他無兒無女,妻子也早就過世了,鐵門泛著一股歲月的味道,仿佛很久都沒人開啟。
房間內......應該不會有人。
林婉兒十分自然的伸手,取下發簪,沒幾下,就打開了這扇極可能封存著秘密的門。
里面十分黑,江城和林婉兒取出手機照明。
就在林婉兒朝著臥室走去時,一只手拉住了她的手臂,“到我身后,沒有我的允許,什么都不要動。”江城視線四處打量,低聲說:“一切小心,我覺得這里不對勁。”
“嗯,都聽你的。”
房間里的布置十分簡單,從這里,剛好能看到臥室,臥室里面放著一張床。
這一切都與張昭惟的敘述吻合。
他們直接來到臥室,江城回望了一眼門,預估了一下當時張昭惟蹲下的位置,接著自己也蹲了下去。
能看得出來,張昭惟一個人的生活比較簡單,雖然條件富裕,但房間里的布置和一個普通老人沒區別。

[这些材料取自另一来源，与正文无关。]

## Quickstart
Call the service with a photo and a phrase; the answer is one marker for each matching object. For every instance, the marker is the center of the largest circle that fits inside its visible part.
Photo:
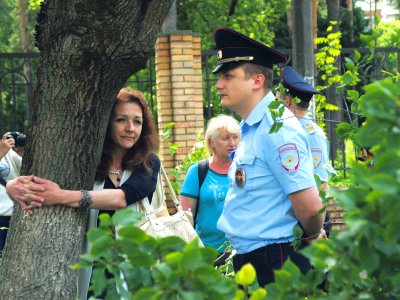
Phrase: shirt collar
(258, 112)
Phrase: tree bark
(88, 50)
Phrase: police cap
(296, 85)
(234, 47)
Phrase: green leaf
(357, 55)
(101, 245)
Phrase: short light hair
(217, 125)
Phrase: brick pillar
(179, 92)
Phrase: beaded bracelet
(86, 199)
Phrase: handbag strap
(171, 189)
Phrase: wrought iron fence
(16, 85)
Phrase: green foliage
(144, 267)
(245, 16)
(364, 260)
(198, 153)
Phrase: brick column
(179, 92)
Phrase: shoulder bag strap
(171, 189)
(3, 182)
(203, 166)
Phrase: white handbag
(161, 225)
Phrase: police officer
(295, 86)
(272, 188)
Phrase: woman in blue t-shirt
(221, 139)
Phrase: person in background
(206, 202)
(295, 86)
(272, 187)
(10, 166)
(127, 173)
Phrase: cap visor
(217, 69)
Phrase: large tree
(88, 49)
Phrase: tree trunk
(332, 96)
(88, 50)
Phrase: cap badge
(240, 177)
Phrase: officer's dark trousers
(269, 258)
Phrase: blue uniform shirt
(275, 165)
(319, 147)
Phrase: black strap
(3, 182)
(202, 172)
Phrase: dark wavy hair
(142, 153)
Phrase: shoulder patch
(309, 127)
(289, 156)
(316, 154)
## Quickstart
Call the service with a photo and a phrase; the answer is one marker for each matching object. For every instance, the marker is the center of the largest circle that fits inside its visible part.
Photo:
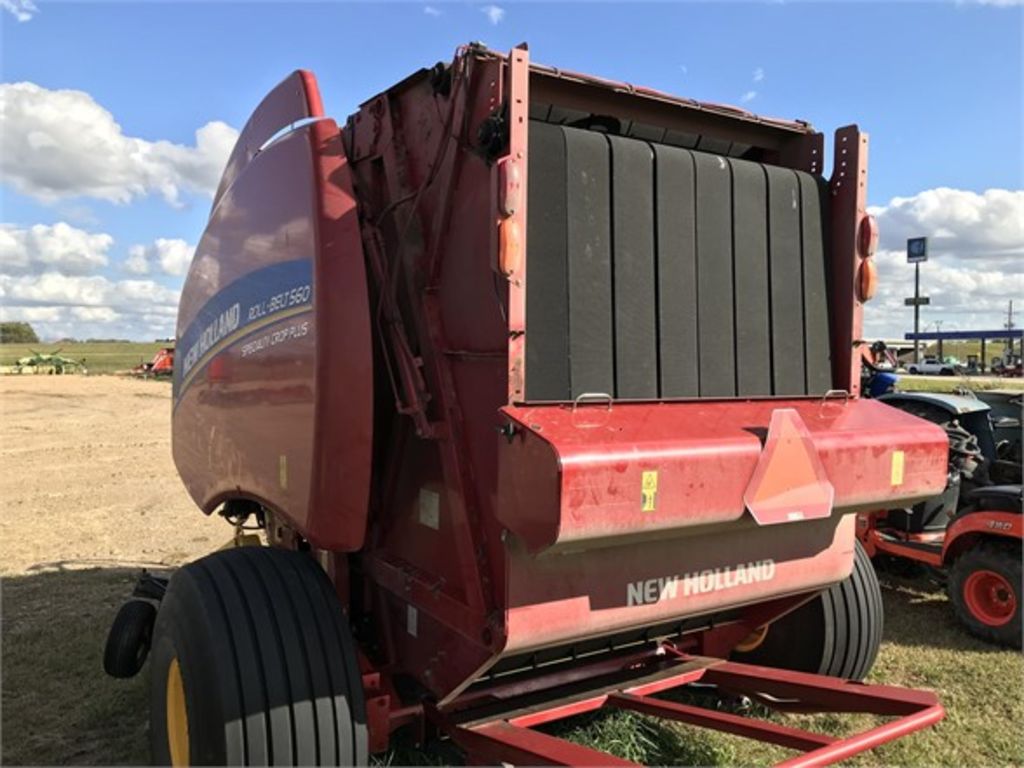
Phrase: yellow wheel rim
(753, 640)
(177, 716)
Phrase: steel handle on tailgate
(592, 397)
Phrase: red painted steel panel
(256, 407)
(294, 98)
(702, 454)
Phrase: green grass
(100, 357)
(58, 708)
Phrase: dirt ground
(89, 495)
(95, 451)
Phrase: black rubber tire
(1005, 559)
(128, 640)
(267, 662)
(838, 633)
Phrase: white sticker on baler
(412, 621)
(430, 509)
(649, 591)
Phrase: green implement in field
(47, 363)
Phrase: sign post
(916, 251)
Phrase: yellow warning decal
(897, 468)
(648, 491)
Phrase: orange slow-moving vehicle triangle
(788, 482)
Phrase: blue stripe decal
(251, 302)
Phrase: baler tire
(1003, 561)
(128, 640)
(838, 633)
(253, 653)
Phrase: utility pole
(1009, 325)
(916, 251)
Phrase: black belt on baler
(655, 271)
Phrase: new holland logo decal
(649, 591)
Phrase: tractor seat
(1004, 498)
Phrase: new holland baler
(546, 391)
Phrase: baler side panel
(243, 420)
(273, 377)
(294, 98)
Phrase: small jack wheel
(128, 640)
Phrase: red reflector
(867, 238)
(867, 280)
(788, 484)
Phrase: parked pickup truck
(935, 366)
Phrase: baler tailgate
(509, 737)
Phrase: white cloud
(172, 255)
(137, 261)
(95, 306)
(494, 13)
(45, 248)
(60, 143)
(23, 10)
(975, 266)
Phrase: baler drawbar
(545, 390)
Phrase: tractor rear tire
(128, 640)
(985, 590)
(838, 633)
(254, 664)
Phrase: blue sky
(939, 87)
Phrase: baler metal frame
(508, 737)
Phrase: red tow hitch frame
(498, 723)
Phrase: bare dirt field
(89, 495)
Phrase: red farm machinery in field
(545, 390)
(161, 366)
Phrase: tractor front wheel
(253, 664)
(985, 590)
(838, 633)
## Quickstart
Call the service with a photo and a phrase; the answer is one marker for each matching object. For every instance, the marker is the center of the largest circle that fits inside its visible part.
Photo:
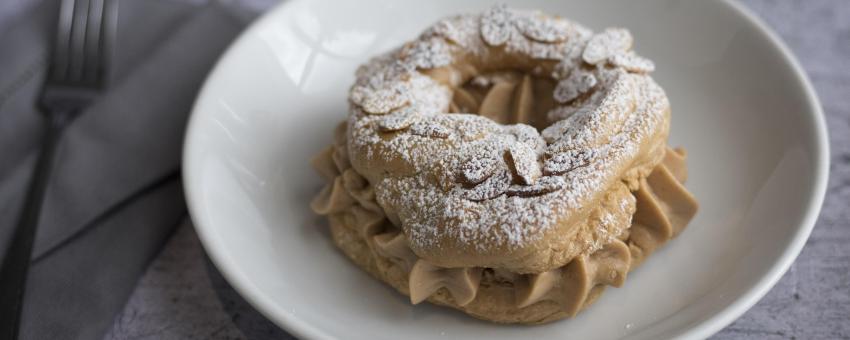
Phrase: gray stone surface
(183, 297)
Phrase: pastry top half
(507, 139)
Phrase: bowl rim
(705, 328)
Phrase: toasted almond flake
(496, 25)
(430, 129)
(477, 169)
(543, 28)
(428, 53)
(528, 135)
(492, 187)
(525, 164)
(579, 82)
(608, 43)
(564, 162)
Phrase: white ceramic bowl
(741, 106)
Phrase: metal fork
(77, 73)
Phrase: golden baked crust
(441, 185)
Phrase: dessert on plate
(509, 164)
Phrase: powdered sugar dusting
(463, 181)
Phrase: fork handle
(16, 262)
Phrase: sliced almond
(564, 162)
(608, 43)
(543, 29)
(632, 62)
(496, 25)
(579, 82)
(477, 169)
(524, 161)
(430, 129)
(492, 187)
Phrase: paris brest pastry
(509, 164)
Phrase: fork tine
(61, 55)
(94, 44)
(78, 40)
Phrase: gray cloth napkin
(114, 196)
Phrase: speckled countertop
(182, 296)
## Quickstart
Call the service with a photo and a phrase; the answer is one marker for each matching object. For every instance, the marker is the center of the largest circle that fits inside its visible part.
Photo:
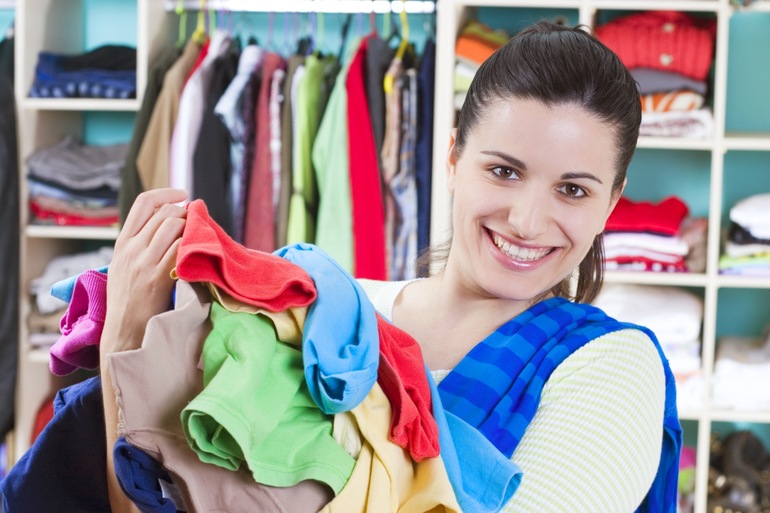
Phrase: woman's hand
(138, 288)
(139, 285)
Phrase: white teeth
(517, 253)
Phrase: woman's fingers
(146, 205)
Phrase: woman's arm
(138, 287)
(595, 441)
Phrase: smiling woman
(583, 405)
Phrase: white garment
(753, 214)
(734, 250)
(671, 245)
(694, 124)
(673, 314)
(188, 122)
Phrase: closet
(75, 26)
(711, 173)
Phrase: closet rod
(327, 6)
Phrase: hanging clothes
(259, 232)
(131, 185)
(368, 212)
(152, 161)
(9, 239)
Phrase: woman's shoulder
(628, 354)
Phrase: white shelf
(757, 142)
(675, 143)
(655, 278)
(761, 6)
(743, 282)
(329, 6)
(71, 232)
(80, 104)
(740, 416)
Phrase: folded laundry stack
(741, 377)
(108, 71)
(675, 316)
(747, 249)
(669, 54)
(644, 236)
(73, 184)
(474, 45)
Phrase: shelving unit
(57, 24)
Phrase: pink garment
(81, 326)
(152, 386)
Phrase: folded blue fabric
(64, 470)
(340, 342)
(62, 289)
(139, 476)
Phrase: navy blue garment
(424, 149)
(138, 474)
(64, 470)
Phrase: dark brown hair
(559, 65)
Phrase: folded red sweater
(663, 218)
(207, 254)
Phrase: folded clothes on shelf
(108, 71)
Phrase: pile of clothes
(747, 249)
(669, 54)
(648, 236)
(108, 71)
(74, 184)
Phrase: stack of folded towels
(675, 316)
(73, 184)
(108, 71)
(747, 249)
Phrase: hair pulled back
(558, 65)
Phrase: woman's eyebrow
(513, 161)
(580, 174)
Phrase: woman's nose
(528, 215)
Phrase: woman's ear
(451, 161)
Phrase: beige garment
(385, 478)
(152, 161)
(391, 151)
(152, 386)
(288, 323)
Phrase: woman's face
(532, 189)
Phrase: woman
(536, 164)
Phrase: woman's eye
(573, 190)
(503, 172)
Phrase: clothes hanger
(402, 46)
(200, 35)
(182, 23)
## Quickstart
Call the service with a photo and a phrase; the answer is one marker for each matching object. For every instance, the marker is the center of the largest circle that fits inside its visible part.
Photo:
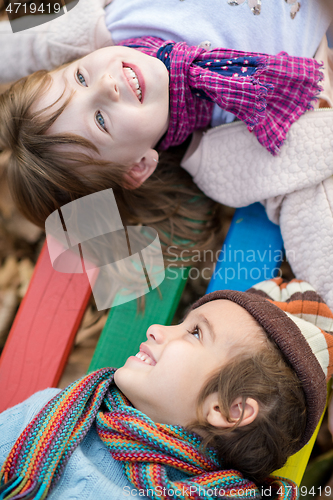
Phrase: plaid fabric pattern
(267, 92)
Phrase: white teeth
(133, 81)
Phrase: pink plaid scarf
(268, 93)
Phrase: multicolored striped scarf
(268, 93)
(147, 449)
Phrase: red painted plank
(42, 334)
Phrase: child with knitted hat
(239, 385)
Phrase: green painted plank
(126, 327)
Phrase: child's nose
(157, 333)
(161, 334)
(110, 87)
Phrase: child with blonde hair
(209, 407)
(56, 175)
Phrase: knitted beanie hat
(295, 317)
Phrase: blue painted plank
(252, 251)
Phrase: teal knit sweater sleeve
(90, 474)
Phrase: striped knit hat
(301, 324)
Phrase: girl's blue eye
(196, 332)
(100, 120)
(81, 79)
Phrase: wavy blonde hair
(42, 176)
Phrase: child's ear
(214, 416)
(141, 170)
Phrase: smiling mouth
(146, 358)
(133, 80)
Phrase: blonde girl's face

床墊是普通的海綿床墊,十分輕,江城很輕易的就將床墊抬了起來,可令他意外的是,床墊與床板之間,什么都沒有。
會不會......是在床下?
江城換了個姿勢,又伏低身體,觀察床下。
床下被收拾的很干凈,沒有多余的雜物。
老舊床板下也看不到任何貼著的東西。
怎么會?
正當江城在思考哪里出了問題時,身后的林婉兒走了過來,用手摸著床墊一處不起眼的位置。
幾秒種后,突然開口說:“在這里。”
江城立刻伸手摸,果然,里面有一處特別的凸起,仔細看,凸起附近還有針腳的痕跡。
張昭惟把這份東西縫進了床墊內。
從廚房找到一把水果刀,劃開床墊,在兩層泛黃的海綿中間,夾著一個信封。
江城用手一捏,里面有硬物的觸感,感覺方方正正的。
打開信封,里面是一盤老式磁帶,磁帶下面還有一封折疊起來的,手寫的信。
不清楚什么原因,信上面的大部分字都已經模糊不清,只能看清最后面的一段。
字里行間,都能感受到張昭惟心中的恐懼,還有懊悔,他對于將項楠接到醫院,形容為這輩子最后悔的一件事。
就是因為她。
那些醫生才會死。
后面又是一段語焉不詳的話。
“等到日期來臨,真正的它降臨后,還會有更多的人死。”
“沒有人能再阻止她了。”
“她回來了......”
這一番類似西方傳教士口吻的話看得江城直皺眉。
她回來了,這四個字江城可以理解。
這指的應該就是項楠,她變成了鬼,瘋護士被嚇瘋在電梯里時,也曾說過這樣的話。
可真正的它降臨后......
這句話江城就難以理解了,這個它......究竟指的什么。
為什么看起來張昭惟對這個東西,比對鬼還恐懼。
就在江城拿著信思考的時候,林婉兒遞過來一個盒子大小的收音機。
沒有看到線,應該是裝了電池,江城試了試,還可以用。
裝進磁帶后,里面先是一段毫無意義的雜音。
隨后出現了一個男人的聲音。
但不像是張昭惟,這是個比較年輕的男人。
約莫30歲出頭,應該不會超過35。
更令江城注意的是男人的語氣,他的聲線在顫抖,而且貌似躲在一處很狹小的空間,附近有回聲。
“是她做的......都是她做的......”
“軒軒不是......不是被野狗咬死的,我調查過,她以前結過婚,還有一個孩子。”
“但那個孩子也死了,我去查過那孩子的檔案,居然也是被野狗咬死的。”
滋......
“照片我看了,和軒軒死的時候一模一樣!”
“都是頸部被咬斷,頭消失了,那些蠢貨居然還說軒軒的頭是被野狗叼走的。”
滋......
滋......
男人顫抖的聲音中夾雜著電流聲,江城不禁皺起眉。
這讓他有股似曾相識的感覺,而且這種感覺非常不好。
“她不對勁,我曾經在睡夢中突然醒來,然后發覺她不在身邊。”
“我聽到外面有聲音,于是就走過去,發現聲音是從衛生間傳出的。”
“隨著我走近,那聲音越來越清晰,是她,是項楠的說話聲。”
“正當我要開口問她,為什么這么晚了,還不睡覺時,我突破聽到,聽到還有一個人的聲音!”
“衛生間里不止項楠,還有一個人!”
“那個人的聲音很古怪,說不出的古怪,嗓音壓的很低,像是嗓子被刀割過。”
“我隱約聽到她們在說,身體......放過.......門......”
“項楠貌似很怕它,可能是有什么把柄在它手里吧,始終在低聲哀求它,放過自己什么的。”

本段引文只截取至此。